In its blog, Google presents Translation, its new integral model of translation from voice to voice. That the company has been perfecting its translation models for years is not something new, but that these models are capable of imitating people’s voices is.

Google points out that the main objective of this is to help people who speak different languages to communicate with each other. To achieve this new voice-to-speech system, they propose a unique sequence-to-sequence model, which moves away from cascading systems and improves, according to Google, speed, composition errors and the translation itself.

Imitating accents and pronunciation

Google tells us that Translation is based on an end-to-end model, superior to traditional cascade systems. With this, they intend to demonstrate that it is possible to translate speech from one language to another without the need for an intermediate representation of text in either of the two languages, something that cascading systems do require.

Google’s new tool takes the source spectograms and directly generates other spectograms with the content translated into the desired language. To do this, it uses a neural Vocoder, in charge of giving the desired shape to the waves of the output spectogram. They also use an encoder capable of preserving the characteristics of the voice being recorded.

The main novelty of Translation is that it does not work in cascade, and that it adds elements such as an encoder capable of retaining the characteristics of the speech of the recorded voice.

When training Translation, Google uses a multi-tasking objective that seeks to predict source and target transcripts, while simultaneously generating final spectograms.

In short, Google registers the voice of the speaker, manages to preserve the characteristics of his speech, and manages to generate an output spectogram translated into the target language, maintaining these characteristics of speech.
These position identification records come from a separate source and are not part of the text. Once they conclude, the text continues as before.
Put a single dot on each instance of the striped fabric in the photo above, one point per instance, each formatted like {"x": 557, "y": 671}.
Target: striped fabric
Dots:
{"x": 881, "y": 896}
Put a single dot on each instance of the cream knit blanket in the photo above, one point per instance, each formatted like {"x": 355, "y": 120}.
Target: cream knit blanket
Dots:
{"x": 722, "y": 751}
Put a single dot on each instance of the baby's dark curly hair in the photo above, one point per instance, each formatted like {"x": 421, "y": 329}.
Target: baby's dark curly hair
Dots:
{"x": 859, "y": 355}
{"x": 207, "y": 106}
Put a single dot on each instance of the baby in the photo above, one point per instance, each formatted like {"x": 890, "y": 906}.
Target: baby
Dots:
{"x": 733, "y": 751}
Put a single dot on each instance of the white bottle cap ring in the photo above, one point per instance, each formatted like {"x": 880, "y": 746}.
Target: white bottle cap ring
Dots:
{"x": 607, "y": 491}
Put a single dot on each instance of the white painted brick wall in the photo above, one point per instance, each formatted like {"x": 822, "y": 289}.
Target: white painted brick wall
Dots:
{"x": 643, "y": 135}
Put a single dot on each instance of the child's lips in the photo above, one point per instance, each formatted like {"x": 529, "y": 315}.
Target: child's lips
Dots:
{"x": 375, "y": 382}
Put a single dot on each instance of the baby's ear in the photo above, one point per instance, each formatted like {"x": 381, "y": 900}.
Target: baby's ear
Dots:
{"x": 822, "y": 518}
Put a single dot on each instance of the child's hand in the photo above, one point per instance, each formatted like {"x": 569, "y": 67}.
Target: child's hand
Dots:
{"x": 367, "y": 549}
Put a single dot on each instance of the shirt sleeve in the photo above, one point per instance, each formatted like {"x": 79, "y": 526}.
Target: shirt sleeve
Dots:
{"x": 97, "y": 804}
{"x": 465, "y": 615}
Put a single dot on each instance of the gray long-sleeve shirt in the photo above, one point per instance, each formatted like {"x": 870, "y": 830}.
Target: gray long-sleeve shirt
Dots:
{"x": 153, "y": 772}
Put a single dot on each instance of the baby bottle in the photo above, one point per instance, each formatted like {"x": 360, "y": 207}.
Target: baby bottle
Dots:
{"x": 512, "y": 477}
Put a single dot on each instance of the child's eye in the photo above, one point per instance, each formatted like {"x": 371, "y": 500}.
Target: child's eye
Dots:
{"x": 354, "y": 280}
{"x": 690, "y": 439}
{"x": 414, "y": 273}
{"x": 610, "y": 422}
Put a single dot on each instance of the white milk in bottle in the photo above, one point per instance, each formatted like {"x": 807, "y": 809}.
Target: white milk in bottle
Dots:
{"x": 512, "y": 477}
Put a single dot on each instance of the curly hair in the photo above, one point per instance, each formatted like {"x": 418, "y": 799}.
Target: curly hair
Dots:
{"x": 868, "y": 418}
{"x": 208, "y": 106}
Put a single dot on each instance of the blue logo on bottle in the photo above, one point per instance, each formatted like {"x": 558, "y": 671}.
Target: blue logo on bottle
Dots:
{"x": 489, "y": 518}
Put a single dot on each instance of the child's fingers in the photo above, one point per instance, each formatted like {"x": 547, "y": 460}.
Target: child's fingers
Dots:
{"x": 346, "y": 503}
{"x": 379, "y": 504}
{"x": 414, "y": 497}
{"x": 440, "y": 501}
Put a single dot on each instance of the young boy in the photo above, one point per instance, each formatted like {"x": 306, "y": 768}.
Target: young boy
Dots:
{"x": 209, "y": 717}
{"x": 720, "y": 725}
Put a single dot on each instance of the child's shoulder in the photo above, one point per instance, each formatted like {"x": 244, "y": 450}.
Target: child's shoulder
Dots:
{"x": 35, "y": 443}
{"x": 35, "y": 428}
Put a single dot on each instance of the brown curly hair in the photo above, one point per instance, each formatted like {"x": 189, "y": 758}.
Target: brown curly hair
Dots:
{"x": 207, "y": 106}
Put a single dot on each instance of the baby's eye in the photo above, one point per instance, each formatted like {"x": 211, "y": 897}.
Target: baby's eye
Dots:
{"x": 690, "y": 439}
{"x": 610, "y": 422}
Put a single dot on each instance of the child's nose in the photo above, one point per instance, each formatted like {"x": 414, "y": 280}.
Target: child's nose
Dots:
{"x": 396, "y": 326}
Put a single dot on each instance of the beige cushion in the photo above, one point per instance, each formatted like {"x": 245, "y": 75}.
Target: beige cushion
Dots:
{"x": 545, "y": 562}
Emulating natural language

Creating natural voice models has long been a Google obsession. We could see it in the way Google Assistant talks. This is mainly the difference that they look for with the rest of assistants and models, the naturalness.

Google itself admits that its results are below the traditional cascade systems, but demonstrate the viability of end-to-end voice systems, which was its main objective.

First, they show us how Translation works under a cascade model. We have a Spanish input, a reference translation, and the output translation itself. If we listen to the translation of the cascade model, we are faced with the typical locked and sequential language of the old attendees.